Mary Tutwiler

Acadian Journal, part 3

by Mary Tutwiler

I can understand why the Cajuns still long for the lost paradise of Acadie. The Acadian Peninsula is a beautiful place - forests of spruce and larch, meadows filled with wildflowers, and the wide coastal rivers and bays that cut through the landscape. Houses are small, lawns neat, and just like in Acadiana, boats are parked in the yard. The work here in the past was mostly farming and fishing, and judging by the fleet of lobster and crab boats in every working harbor, it still is that way.

Our first stop this morning was a visit to the New Brunswick Aquarium and Marine Center. Harbor seals circle the pool, doing tricks for mackerel heads, but the best entertainment was Bob Moore of KLFY-TV 10, attempting to do his "get some rice" routine with two unsuspecting aquarium guides and a Royal Blue lobster from the rare species tank. You'll have to watch Passe Partout next week to catch the spot. After that, naturally, we had a lunch of lobster rolls.

Trippy priests were next on the agenda. In 1968, Father Gerard D'Astous, the priest at Eglise Saint-Cecile, had a vision that he should decorate the inside of his large, wooden, 1931 church. He must have been dreaming of tangerine trees and marmalade skies. While Fr. D'Astous had never painted anything before, the next thing anybody knew, he had bought out the hardware store of aqua, orange, and yellow spray paint and began striping the walls. When he got to the ceiling, he conceived that the souls of his parishioners who had passed away should be represented by pink crosses. Above the choir, he painted dainty birthday cakes on the ceiling; the front of the choir rail is lit with lots of glowing candles. It's a happy happy church, recognized, after some indignation from his congregation, as a masterpiece of folk art.

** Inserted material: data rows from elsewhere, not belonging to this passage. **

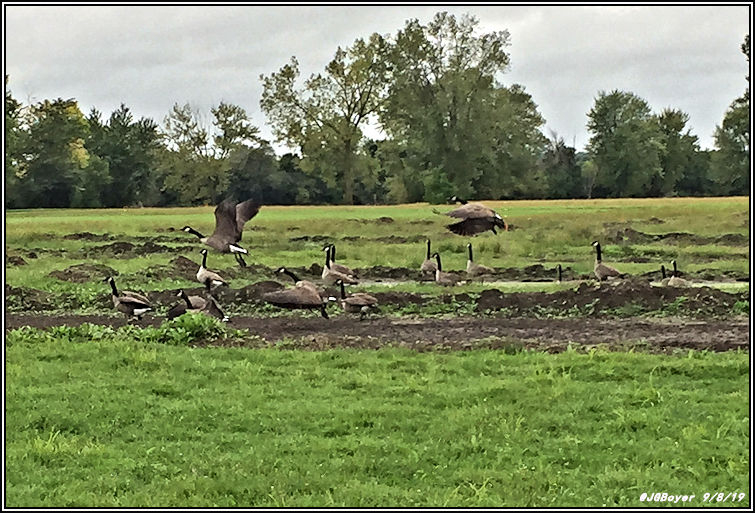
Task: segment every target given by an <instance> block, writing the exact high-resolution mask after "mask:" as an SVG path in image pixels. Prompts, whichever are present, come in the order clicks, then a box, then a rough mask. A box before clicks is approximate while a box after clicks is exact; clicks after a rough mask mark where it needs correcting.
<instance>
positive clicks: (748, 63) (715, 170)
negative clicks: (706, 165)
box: [711, 34, 750, 195]
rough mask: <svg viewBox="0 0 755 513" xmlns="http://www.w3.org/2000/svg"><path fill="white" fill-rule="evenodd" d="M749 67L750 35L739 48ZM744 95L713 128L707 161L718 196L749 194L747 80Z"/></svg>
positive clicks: (738, 99) (747, 93)
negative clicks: (713, 145)
mask: <svg viewBox="0 0 755 513" xmlns="http://www.w3.org/2000/svg"><path fill="white" fill-rule="evenodd" d="M741 49H742V53H744V54H745V57H746V58H747V63H748V69H749V63H750V35H749V34H748V35H746V36H745V40H744V42H743V43H742V46H741ZM745 78H746V80H747V82H748V87H747V89H745V92H744V94H743V95H742V96H741V97H740V98H737V99H735V100H734V101H733V102H732V103H731V105H730V106H729V109H728V110H727V111H726V114H725V115H724V119H723V122H722V123H721V125H720V126H716V131H715V133H714V140H715V146H716V150H717V151H716V152H715V153H714V154H713V157H712V161H711V175H712V177H713V180H714V181H715V182H716V186H717V189H718V192H719V193H720V194H724V195H729V194H738V195H744V194H749V191H750V88H749V82H750V76H749V75H747V76H746V77H745Z"/></svg>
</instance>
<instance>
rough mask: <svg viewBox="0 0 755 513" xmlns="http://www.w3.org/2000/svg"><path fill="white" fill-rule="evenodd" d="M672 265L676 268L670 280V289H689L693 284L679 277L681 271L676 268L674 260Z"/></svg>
mask: <svg viewBox="0 0 755 513" xmlns="http://www.w3.org/2000/svg"><path fill="white" fill-rule="evenodd" d="M671 264H672V265H673V266H674V272H673V273H671V278H669V280H668V286H669V287H689V286H690V285H691V284H690V282H688V281H687V280H685V279H684V278H680V277H679V270H678V269H677V268H676V260H672V261H671Z"/></svg>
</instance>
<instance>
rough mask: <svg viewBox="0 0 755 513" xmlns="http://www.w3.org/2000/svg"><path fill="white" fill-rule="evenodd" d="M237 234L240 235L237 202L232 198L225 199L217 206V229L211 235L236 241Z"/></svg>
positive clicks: (216, 215)
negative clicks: (238, 233) (237, 222)
mask: <svg viewBox="0 0 755 513" xmlns="http://www.w3.org/2000/svg"><path fill="white" fill-rule="evenodd" d="M237 236H238V237H240V235H239V234H238V232H237V226H236V202H234V201H233V200H231V199H226V200H223V201H222V202H221V203H220V204H219V205H218V206H217V207H215V231H214V232H212V235H211V236H210V237H212V238H214V239H218V238H222V239H223V240H227V241H229V242H236V241H237V240H238V239H237V238H236V237H237Z"/></svg>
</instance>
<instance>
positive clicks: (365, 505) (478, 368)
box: [5, 329, 750, 507]
mask: <svg viewBox="0 0 755 513" xmlns="http://www.w3.org/2000/svg"><path fill="white" fill-rule="evenodd" d="M64 331H65V333H67V335H66V336H62V334H63V332H64ZM74 331H75V330H74ZM71 333H72V331H71V330H59V333H58V336H55V337H51V336H44V335H43V334H42V333H41V332H37V331H35V330H18V331H16V332H14V333H12V334H11V335H10V336H9V338H8V341H7V348H6V418H5V422H6V426H5V427H6V431H5V432H6V462H5V463H6V506H8V507H53V506H54V507H85V506H89V507H95V506H96V507H145V506H164V507H171V506H195V507H201V506H204V507H221V506H222V507H306V506H310V507H312V506H331V507H333V506H351V507H359V506H361V507H373V506H417V507H421V506H447V507H452V506H457V507H498V506H503V507H505V506H529V507H554V506H561V507H569V506H587V507H602V506H623V507H631V506H634V507H637V506H640V507H641V506H646V505H650V504H647V503H642V502H640V501H639V497H640V495H641V494H642V493H643V492H647V493H651V492H668V493H675V494H695V495H696V496H697V500H696V501H694V502H692V503H687V504H685V506H687V507H689V506H694V507H698V506H704V505H706V504H704V503H703V502H702V500H701V499H702V495H703V493H705V492H711V493H712V492H713V491H725V492H727V493H728V492H745V493H746V492H748V486H749V469H750V461H749V456H748V455H749V409H748V394H749V392H748V391H749V383H748V377H749V376H748V375H749V355H748V354H746V353H699V352H697V353H695V352H690V353H687V354H685V355H679V356H673V357H669V356H657V355H649V354H638V353H607V352H601V351H592V352H590V353H588V354H578V353H575V352H571V351H567V352H565V353H561V354H558V355H549V354H543V353H530V352H519V353H514V354H507V352H503V351H489V350H476V351H467V352H451V353H446V354H443V353H415V352H412V351H409V350H406V349H397V348H394V349H391V348H385V349H382V350H380V351H369V352H368V351H350V350H331V351H320V352H310V351H291V350H282V349H275V348H270V349H257V350H250V349H227V348H226V349H222V348H204V349H200V348H193V349H192V348H187V347H185V346H172V345H166V344H160V343H153V342H146V343H145V342H143V341H135V340H134V339H133V338H131V337H128V336H124V335H123V333H121V334H120V335H117V334H110V335H103V333H102V331H101V330H100V331H98V330H94V329H90V330H88V331H87V330H79V335H78V336H71ZM749 500H750V499H749V496H747V497H746V499H745V500H744V502H743V503H740V504H738V505H740V506H745V505H748V504H749ZM681 505H682V504H681V503H679V504H677V506H681ZM718 505H724V504H718ZM726 505H729V506H731V505H732V504H726Z"/></svg>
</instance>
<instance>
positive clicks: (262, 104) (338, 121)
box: [260, 34, 389, 204]
mask: <svg viewBox="0 0 755 513" xmlns="http://www.w3.org/2000/svg"><path fill="white" fill-rule="evenodd" d="M387 50H388V44H387V43H386V41H385V40H384V38H383V37H382V36H379V35H377V34H373V35H372V36H371V37H370V38H369V39H368V40H367V41H364V40H363V39H357V40H356V41H355V42H354V44H353V45H352V46H351V47H350V48H347V49H342V48H340V47H339V48H338V49H337V51H336V55H335V57H334V58H333V59H332V60H331V61H330V62H329V63H328V65H327V66H326V68H325V73H324V74H316V75H312V76H310V78H309V79H307V80H306V81H305V82H304V84H303V88H301V89H297V88H296V82H297V80H298V78H299V63H298V61H297V59H296V57H292V58H291V62H290V63H289V64H286V65H285V66H283V67H282V68H281V69H280V70H279V71H278V72H276V73H272V74H271V75H270V76H267V77H266V76H264V75H260V80H262V85H263V92H262V99H261V100H260V105H261V107H262V110H263V111H264V112H265V114H266V115H267V117H268V121H269V122H270V124H271V125H272V129H273V133H274V134H275V136H276V137H277V140H278V141H280V142H286V143H288V144H289V145H290V146H294V147H299V148H300V149H301V152H302V157H303V161H302V164H303V165H304V166H305V168H307V169H308V171H310V172H316V173H320V174H321V175H322V176H323V178H324V179H325V180H326V181H328V182H330V183H331V184H332V185H333V186H334V187H338V188H340V189H341V190H342V201H343V203H346V204H352V203H353V202H354V188H355V183H356V181H357V180H358V178H360V177H359V176H358V175H359V172H360V170H364V169H367V168H368V167H365V166H364V165H362V162H361V160H362V158H363V157H364V155H360V153H359V150H360V142H361V141H362V137H363V132H362V129H363V127H364V126H365V125H366V124H367V123H369V122H370V121H371V120H373V118H374V117H375V115H376V114H377V112H378V110H379V109H380V106H381V103H382V101H383V97H384V91H385V87H386V83H387V82H386V81H387V76H388V72H389V70H388V68H387V62H386V59H385V54H386V52H387Z"/></svg>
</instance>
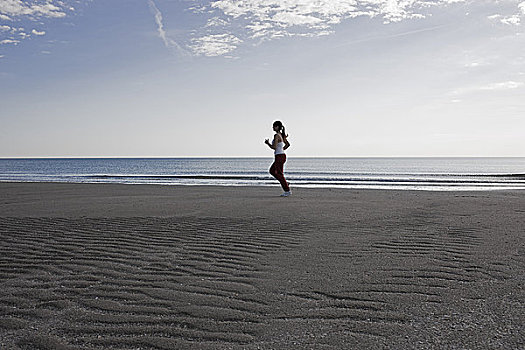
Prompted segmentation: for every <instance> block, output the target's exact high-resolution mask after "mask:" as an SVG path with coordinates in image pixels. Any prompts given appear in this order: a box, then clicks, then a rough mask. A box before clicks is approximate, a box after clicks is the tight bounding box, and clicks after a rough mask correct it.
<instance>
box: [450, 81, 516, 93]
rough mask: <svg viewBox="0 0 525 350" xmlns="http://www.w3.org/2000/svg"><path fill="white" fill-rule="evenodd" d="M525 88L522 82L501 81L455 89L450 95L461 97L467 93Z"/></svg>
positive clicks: (511, 81)
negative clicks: (458, 88) (464, 94)
mask: <svg viewBox="0 0 525 350" xmlns="http://www.w3.org/2000/svg"><path fill="white" fill-rule="evenodd" d="M524 86H525V83H524V82H522V81H513V80H508V81H503V82H498V83H489V84H486V85H479V86H469V87H463V88H460V89H456V90H454V91H452V95H456V96H457V95H463V94H468V93H474V92H479V91H505V90H513V89H519V88H522V87H524Z"/></svg>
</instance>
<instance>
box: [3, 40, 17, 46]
mask: <svg viewBox="0 0 525 350" xmlns="http://www.w3.org/2000/svg"><path fill="white" fill-rule="evenodd" d="M19 42H20V40H14V39H4V40H0V45H5V44H13V45H18V43H19Z"/></svg>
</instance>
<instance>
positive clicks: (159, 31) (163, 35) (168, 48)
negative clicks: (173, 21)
mask: <svg viewBox="0 0 525 350" xmlns="http://www.w3.org/2000/svg"><path fill="white" fill-rule="evenodd" d="M148 4H149V7H150V9H151V11H152V12H153V14H154V15H155V22H156V23H157V30H158V32H159V37H160V38H161V39H162V41H163V42H164V46H166V47H167V48H168V49H170V50H176V51H177V52H178V53H183V54H188V52H187V51H186V50H184V49H183V48H182V47H181V46H180V45H179V44H178V43H177V42H176V41H175V40H173V39H171V38H169V37H168V36H167V35H166V31H165V30H164V24H163V23H162V13H161V12H160V10H159V9H158V8H157V6H156V5H155V3H154V2H153V0H148Z"/></svg>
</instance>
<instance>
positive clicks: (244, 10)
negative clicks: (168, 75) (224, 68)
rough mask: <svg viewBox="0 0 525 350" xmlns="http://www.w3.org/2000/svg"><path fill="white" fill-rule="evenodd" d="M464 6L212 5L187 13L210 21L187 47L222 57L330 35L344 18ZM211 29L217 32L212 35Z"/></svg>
mask: <svg viewBox="0 0 525 350" xmlns="http://www.w3.org/2000/svg"><path fill="white" fill-rule="evenodd" d="M463 2H465V0H435V1H428V0H250V1H246V0H215V1H211V2H210V3H207V4H205V3H204V4H199V5H195V6H193V7H190V8H189V9H188V10H189V11H190V12H191V13H193V14H195V15H200V16H202V15H208V16H209V17H210V18H209V19H208V20H207V24H206V25H205V26H204V30H196V37H195V38H193V39H191V40H190V41H191V45H190V47H191V48H192V50H193V52H194V53H195V54H197V55H206V56H220V55H224V54H226V53H228V52H231V51H232V50H234V49H235V48H236V47H237V46H238V45H239V44H240V43H243V42H244V43H246V42H250V41H251V42H252V43H253V42H255V44H257V43H260V42H262V41H265V40H272V39H276V38H282V37H297V36H298V37H318V36H323V35H329V34H331V33H333V32H334V30H333V27H334V25H337V24H338V23H341V22H342V21H343V20H345V19H350V18H356V17H369V18H382V19H383V22H384V23H392V22H399V21H403V20H407V19H422V18H425V16H426V15H425V13H427V12H428V11H427V10H428V9H429V8H430V7H432V6H446V5H450V4H454V3H463ZM214 27H220V30H217V31H214V30H213V29H214ZM225 32H226V33H229V34H225ZM234 34H235V35H234ZM232 35H233V37H232ZM220 52H223V53H222V54H219V53H220Z"/></svg>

The second church we entered held a different kind of awe for the Acadians. Zachary Richard is in town, and he was performing at a fund raiser in the village of Tracadie. Under a nave as lofty as St. John's in Lafayette, Richard crooned ballads like "Cape Enrage" and "Au bord du Lac Bijou." The audience knew every word of every song. The church was packed, standing room only. There was a vibrant communion between audience and singer, a deep understanding of the sorrows of the past, combined with a sense of beauty and joy in their shared heritage. As often as I've seen Richard perform in Lafayette, I've never understood the passion behind his songs as strongly as I did last night.